The open road beckons: a six-week odyssey, wending our way from Florida to the east coast of Newfoundland. We travel in a Tahoe towing a trailer, in the company of two dogs and a cat, visiting friends and family along the way.
I admit to mixed feelings about this trip. On the one hand, I am apprehensive and at times my anxiety rises to the level of a sense of doom. But another part of me says, “Hey, get a grip. How bad could it be? Let’s just get it over with.”
The roots of my apprehension are my memories of a family vacation in a recreational vehicle during the summer of ’63. I was twelve years old and paid close attention during the orientation. One point that particularly interested me was that you could hear the pump kick in every time you turned on the water. If the pump ran unceasingly, it meant you were out of water.
We spent our first night in a campground in Bastrop State Park, in central Texas. There were no RV hookups. In those days, such things could only be found in a trailer park. It was hot that night and my mother wanted to run the air conditioner, which required running the generator. This was not very popular among the people around us who were sleeping in tents.
In the morning, my father announced that he was going to take a “Navy” shower. “First you get your body wet, turn of the water,” he explained. “After you get soaped up, you rinse off.”
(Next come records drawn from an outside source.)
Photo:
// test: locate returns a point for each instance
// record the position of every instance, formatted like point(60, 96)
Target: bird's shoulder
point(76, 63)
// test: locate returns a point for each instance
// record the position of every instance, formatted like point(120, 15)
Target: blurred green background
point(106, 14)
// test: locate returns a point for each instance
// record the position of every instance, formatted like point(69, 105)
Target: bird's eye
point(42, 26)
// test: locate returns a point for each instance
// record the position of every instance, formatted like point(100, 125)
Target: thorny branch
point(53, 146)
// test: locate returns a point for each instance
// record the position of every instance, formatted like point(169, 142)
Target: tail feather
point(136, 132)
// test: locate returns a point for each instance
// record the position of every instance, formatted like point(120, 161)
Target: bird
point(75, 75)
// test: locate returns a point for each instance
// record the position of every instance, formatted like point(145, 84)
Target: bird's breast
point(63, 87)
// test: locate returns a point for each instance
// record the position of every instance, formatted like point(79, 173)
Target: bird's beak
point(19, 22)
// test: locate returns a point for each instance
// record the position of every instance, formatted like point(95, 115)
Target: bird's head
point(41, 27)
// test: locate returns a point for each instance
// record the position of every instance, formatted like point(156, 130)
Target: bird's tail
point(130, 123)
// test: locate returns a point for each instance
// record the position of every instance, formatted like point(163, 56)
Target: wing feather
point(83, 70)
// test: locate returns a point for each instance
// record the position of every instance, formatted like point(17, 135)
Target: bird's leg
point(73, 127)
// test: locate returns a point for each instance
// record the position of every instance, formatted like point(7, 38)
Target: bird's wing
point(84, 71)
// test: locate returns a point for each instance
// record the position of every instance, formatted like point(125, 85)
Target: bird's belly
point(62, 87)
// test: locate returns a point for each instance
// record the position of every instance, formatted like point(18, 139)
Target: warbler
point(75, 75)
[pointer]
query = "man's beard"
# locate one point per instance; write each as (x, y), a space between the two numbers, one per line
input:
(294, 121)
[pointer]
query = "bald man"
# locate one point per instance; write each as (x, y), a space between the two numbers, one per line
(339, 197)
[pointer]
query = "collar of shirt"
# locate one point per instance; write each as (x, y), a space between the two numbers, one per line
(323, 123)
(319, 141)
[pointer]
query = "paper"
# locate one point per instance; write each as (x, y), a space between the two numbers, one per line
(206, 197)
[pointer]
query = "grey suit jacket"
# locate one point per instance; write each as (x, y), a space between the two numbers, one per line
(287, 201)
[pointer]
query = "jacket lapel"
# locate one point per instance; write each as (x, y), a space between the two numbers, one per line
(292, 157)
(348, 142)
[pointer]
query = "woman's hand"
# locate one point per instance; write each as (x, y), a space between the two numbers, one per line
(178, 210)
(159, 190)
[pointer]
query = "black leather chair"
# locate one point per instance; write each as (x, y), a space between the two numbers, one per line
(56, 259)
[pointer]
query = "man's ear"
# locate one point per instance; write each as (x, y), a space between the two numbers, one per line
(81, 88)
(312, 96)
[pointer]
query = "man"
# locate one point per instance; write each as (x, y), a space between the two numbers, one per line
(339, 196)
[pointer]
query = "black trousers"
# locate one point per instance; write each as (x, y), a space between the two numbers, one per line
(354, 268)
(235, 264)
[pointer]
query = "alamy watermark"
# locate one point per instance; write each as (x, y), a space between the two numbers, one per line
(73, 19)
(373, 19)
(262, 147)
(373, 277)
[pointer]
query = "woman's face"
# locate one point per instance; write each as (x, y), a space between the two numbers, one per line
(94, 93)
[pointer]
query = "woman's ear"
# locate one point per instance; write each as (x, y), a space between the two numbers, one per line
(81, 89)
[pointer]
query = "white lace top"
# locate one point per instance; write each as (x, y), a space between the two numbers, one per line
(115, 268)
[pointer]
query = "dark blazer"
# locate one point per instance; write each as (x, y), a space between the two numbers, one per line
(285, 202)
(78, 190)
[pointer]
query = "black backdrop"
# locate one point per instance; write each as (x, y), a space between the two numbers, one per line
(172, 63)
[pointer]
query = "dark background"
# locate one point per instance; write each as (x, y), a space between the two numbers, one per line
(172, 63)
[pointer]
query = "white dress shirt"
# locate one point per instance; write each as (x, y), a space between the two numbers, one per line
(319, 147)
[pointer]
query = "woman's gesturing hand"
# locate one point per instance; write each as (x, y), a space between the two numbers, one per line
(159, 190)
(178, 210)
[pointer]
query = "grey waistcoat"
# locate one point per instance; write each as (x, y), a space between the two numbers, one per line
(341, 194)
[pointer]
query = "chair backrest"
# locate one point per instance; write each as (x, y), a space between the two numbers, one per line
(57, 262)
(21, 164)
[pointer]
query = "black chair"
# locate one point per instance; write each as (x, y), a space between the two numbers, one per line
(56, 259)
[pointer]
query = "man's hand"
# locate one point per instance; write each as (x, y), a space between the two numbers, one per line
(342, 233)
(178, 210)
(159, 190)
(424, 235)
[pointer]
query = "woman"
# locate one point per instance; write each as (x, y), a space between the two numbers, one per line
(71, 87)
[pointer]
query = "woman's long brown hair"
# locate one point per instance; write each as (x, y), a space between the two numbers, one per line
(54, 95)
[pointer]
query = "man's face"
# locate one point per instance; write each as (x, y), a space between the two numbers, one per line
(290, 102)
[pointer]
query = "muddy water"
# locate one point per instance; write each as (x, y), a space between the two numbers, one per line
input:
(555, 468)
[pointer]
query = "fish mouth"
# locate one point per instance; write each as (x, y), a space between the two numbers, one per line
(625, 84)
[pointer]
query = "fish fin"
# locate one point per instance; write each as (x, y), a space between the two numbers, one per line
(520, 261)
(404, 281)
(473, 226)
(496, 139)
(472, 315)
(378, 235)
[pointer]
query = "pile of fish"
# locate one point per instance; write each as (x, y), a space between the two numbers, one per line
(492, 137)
He stepped into the tiny bathroom, with the shower head projecting from the wall over the toilet, and we all listed as the water pump kicked in for the first phase of his shower and then stopped. A few minutes later, the pump kicked in again. But it didn’t stop. It droned on as he emerged from the bathroom dotted with soap bubbles. He didn’t seem that grateful to me when I reminded him of what the man had told us about the water pump.
We did not have a hose to refill the tank. None of the people around us would lend us a hose. Generator noise had made our family a pariah. We drove to a gas station where my father, still coated in bubbles, refilled our tank with water. When he got back into the driver’s seat, his hand was wrapped in a bloody towel. My mother asked “What happened?”, but she could not understand his muttered response. The third time she asked, he shouted, “I cut it on the license plate!!”
I wish I could say that the rest of the trip went smoothly, but the best I can say is that nothing worse happened. Despite that negative experience, I am taking the plunge once more. My husband and I bought a third-hand trailer for this trip, and recently took it on a trial run go a campground a few miles from our home. Facilities for trailers and RV’s have come a long way since 1963. The sites have water, sewage, and even wi-fi!. The water hookup was on the wrong side and so we had to run the hose over the picnic table and under the RV, but otherwise things went smoothly. We only had to return home twice for things we left at home, and then went out for dinner. There was only one tense moment: My husband tripped over the water hose, and guess what—cut his finger!! After a trip to the drug store for band-aids, we decided that one night in the camp was a sufficient trial.
My parent’s marriage survived that trip more than 50 years ago. With luck, Tom and I will stay married, too.